Public bus transportation is available in the city. RIPTA operates a hub in downtown Pawtucket with routes to various parts of the city and to parts of nearby towns. Riders can also access RIPTA buses to Providence at the downtown hub on the Smithfield Avenue (#53) and Beverage Hill (#78) routes; as well as on either the R-Line (Broad-North Main) Rapid Service route or #1 (Hope/Eddy) Key Corridor route. The # 1 (Hope/Eddy) Key Corridor route provides service from the Downtown Pawtucket hub north to the MBTA Station at South Attleboro, Mass. and south to T.F. Green Airport in Warwick. At Kennedy Plaza, Providence's hub, riders can access routes to most parts of the state.
Interstate 95 and U.S. 1 also traverse the western part of Pawtucket. Some of the slowest posted speeds on I-95 are in the city due to the "S-curves" near downtown. In order to preserve certain buildings in the city, planners snaked I-95, creating sharp bends in the highway.

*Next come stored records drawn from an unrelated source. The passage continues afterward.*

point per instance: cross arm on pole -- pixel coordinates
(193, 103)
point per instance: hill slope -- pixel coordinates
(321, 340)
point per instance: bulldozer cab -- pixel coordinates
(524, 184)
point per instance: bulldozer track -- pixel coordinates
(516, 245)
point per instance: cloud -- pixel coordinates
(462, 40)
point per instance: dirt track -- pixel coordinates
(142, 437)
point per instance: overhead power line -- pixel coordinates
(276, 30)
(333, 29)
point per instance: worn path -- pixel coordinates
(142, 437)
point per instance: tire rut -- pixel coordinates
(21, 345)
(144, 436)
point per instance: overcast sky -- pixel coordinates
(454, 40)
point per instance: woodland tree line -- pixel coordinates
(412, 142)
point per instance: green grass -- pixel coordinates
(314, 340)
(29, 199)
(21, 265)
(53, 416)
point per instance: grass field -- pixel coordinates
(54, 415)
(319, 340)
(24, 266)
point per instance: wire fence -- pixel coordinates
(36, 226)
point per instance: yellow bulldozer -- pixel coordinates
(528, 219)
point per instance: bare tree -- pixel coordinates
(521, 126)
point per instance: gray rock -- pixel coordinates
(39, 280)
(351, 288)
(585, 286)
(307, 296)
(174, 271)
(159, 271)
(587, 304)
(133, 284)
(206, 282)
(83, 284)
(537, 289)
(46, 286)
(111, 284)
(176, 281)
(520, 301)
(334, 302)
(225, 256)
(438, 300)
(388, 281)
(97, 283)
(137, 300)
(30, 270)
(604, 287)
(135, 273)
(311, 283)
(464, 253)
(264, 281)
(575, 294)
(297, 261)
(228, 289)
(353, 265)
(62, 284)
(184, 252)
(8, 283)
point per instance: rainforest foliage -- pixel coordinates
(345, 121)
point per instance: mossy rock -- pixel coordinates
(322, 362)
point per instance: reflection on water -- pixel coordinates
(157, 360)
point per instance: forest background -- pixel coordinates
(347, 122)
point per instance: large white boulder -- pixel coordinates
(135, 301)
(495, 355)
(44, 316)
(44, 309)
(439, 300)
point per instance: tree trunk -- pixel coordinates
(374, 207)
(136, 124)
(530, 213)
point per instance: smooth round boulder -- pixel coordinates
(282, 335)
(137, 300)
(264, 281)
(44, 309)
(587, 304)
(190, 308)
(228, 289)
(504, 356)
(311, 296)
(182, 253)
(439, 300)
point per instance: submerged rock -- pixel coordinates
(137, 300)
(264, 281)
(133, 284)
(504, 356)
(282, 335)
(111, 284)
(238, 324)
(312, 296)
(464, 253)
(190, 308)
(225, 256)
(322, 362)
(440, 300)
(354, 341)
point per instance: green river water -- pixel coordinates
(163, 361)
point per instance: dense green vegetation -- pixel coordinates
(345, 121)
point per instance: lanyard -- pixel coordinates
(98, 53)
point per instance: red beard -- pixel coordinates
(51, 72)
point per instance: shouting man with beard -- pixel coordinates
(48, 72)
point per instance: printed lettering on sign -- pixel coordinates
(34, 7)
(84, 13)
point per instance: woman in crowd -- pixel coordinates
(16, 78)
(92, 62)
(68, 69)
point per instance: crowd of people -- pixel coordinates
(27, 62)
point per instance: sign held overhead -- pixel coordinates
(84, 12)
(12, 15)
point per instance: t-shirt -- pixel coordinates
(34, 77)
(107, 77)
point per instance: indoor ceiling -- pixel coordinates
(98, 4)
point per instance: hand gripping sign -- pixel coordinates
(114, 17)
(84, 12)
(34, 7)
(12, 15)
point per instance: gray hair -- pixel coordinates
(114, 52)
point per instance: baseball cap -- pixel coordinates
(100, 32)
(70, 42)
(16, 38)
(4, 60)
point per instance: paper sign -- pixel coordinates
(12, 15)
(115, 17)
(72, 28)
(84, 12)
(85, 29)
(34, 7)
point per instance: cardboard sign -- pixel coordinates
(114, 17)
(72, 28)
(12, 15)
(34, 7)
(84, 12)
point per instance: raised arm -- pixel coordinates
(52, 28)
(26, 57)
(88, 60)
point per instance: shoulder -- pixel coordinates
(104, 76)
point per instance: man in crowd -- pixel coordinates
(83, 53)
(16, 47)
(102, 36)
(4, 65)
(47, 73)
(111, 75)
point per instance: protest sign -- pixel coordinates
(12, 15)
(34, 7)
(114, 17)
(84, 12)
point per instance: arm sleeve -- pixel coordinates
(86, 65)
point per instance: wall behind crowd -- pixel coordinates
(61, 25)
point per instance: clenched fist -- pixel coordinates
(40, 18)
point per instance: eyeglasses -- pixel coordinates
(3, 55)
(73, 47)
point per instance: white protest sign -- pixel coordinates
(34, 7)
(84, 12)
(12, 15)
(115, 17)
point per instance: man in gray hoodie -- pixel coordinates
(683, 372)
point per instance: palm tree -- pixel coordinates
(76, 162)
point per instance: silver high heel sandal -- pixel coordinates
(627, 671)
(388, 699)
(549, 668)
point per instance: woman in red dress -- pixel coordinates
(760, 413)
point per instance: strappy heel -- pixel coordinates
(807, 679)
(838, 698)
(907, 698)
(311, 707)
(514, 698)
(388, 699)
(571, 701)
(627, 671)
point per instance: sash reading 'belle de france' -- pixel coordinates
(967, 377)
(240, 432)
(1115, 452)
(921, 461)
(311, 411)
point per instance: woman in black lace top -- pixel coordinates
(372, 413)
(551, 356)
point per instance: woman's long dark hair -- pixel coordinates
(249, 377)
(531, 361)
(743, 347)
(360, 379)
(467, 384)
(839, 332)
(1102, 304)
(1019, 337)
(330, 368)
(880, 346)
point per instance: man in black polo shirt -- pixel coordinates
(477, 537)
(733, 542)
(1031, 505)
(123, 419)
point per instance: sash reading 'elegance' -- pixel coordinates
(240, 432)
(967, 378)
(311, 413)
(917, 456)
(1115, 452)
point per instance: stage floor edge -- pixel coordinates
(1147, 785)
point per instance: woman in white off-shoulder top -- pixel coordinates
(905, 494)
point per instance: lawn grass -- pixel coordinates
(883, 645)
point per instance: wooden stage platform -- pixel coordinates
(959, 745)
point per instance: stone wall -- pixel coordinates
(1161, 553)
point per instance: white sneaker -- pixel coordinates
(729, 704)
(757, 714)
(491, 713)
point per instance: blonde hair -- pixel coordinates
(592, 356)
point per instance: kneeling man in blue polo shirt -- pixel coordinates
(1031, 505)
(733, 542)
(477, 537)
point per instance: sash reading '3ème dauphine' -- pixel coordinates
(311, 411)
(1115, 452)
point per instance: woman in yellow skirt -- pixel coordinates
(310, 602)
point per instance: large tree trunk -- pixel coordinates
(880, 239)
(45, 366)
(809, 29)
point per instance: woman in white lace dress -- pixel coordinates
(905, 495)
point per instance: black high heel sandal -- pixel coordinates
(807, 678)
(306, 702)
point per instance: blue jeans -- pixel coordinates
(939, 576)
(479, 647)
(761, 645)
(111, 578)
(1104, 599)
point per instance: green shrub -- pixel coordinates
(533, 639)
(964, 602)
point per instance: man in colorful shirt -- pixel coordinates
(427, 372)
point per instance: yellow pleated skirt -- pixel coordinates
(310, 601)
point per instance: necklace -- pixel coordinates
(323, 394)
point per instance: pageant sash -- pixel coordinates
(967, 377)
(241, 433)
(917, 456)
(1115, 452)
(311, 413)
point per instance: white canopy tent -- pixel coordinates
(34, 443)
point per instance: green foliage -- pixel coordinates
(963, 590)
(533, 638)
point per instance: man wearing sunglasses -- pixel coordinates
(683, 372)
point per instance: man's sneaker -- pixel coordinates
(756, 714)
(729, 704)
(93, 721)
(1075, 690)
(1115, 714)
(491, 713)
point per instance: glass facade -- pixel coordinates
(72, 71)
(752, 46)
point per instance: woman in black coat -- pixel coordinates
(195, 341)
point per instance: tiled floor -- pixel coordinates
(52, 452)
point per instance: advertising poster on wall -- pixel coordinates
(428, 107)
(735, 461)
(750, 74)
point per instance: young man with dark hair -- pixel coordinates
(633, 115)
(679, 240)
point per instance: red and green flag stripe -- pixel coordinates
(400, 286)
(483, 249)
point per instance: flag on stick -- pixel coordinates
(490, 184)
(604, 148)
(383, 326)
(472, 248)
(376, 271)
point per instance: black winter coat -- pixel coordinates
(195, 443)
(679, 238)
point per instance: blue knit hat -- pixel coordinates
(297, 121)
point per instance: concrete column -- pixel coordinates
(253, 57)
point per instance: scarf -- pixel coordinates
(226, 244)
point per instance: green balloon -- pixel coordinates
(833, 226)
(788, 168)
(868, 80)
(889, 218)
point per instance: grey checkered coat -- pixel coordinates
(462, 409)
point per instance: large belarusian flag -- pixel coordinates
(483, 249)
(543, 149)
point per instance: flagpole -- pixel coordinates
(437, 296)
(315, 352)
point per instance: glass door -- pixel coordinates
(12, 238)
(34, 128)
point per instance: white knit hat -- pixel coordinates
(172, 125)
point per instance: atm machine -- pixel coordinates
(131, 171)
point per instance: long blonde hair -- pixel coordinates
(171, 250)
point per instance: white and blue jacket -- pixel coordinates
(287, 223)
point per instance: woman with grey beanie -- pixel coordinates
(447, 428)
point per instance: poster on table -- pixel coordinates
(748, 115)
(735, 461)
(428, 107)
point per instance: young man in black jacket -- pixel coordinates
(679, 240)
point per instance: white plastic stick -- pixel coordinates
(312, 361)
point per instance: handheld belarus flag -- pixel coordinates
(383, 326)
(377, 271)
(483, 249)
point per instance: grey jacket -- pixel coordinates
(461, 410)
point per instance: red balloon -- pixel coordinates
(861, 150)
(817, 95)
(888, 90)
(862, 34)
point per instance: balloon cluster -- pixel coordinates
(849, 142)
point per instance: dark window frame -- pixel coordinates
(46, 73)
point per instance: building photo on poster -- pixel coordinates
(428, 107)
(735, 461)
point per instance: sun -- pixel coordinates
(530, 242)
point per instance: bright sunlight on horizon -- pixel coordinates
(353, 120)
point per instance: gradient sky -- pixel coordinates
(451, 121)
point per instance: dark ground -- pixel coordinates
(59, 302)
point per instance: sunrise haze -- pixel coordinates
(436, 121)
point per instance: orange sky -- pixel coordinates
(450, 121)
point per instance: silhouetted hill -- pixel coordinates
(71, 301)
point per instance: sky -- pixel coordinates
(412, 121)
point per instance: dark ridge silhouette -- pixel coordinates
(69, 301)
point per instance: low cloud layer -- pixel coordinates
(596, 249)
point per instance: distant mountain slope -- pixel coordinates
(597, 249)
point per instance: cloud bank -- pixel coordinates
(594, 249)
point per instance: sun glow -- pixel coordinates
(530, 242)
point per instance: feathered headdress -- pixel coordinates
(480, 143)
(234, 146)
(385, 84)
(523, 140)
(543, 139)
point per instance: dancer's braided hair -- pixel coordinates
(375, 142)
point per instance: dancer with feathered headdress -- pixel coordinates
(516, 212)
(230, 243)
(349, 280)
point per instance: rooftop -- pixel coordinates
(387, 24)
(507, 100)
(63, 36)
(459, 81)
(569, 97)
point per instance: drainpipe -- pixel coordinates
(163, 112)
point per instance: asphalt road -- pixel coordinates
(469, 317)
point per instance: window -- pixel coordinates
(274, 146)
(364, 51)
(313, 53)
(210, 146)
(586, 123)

The circulator used East Avenue, High Street, Summer Street, Goff Avenue, Dexter Street and Park Place West. Each half of the Circulator carried one direction of U.S. 1; sections also carried westbound RI 15 and northbound RI 114. It was signed with a big "C" on overhead signs.
The circulator is no longer signed, though the road configuration remains. Providence's Downtown Ring Roads have suffered a similar fate.